Unruh and analogue Unruh temperatures for circular motion in 3+1 and 2+1 dimensions

The Unruh effect states that a uniformly linearly accelerated observer with proper acceleration $a$ experiences Minkowski vacuum as a thermal state in the temperature $T_{\text{lin}} = a/(2\pi)$, operationally measurable via the detailed balance condition between excitation and de-excitation probabilities. An observer in uniform circular motion experiences a similar Unruh-type temperature $T_{\text{circ}}$, operationally measurable via the detailed balance condition, but $T_{\text{circ}}$ depends not just on the proper acceleration but also on the orbital radius and on the excitation energy.
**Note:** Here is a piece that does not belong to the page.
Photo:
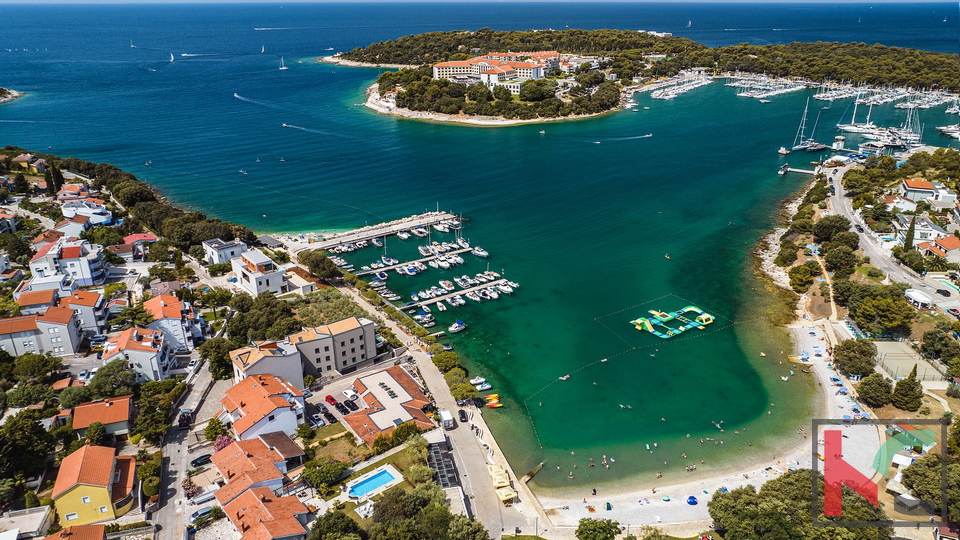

We establish analytic results for $T_{\text{circ}}$ for a massless scalar field in $3+1$ and $2+1$ spacetime dimensions in several asymptotic regions of the parameter space, and we give numerical results in the interpolating regions. In the ultrarelativistic limit, we verify that in $3+1$ dimensions $T_{\text{circ}}$ is of the order of $T_{\text{lin}}$ uniformly in the energy, as previously found by Unruh, but in $2+1$ dimensions $T_{\text{circ}}$ is significantly lower at low energies. We translate these results to an analogue spacetime nonrelativistic field theory in which the circular acceleration effects may become experimentally testable in the near future. We establish in particular that the circular motion analogue Unruh temperature grows arbitrarily large in the near-sonic limit, encouragingly for the experimental prospects, but the growth is weaker in effective spacetime dimension $2+1$ than in $3+1$.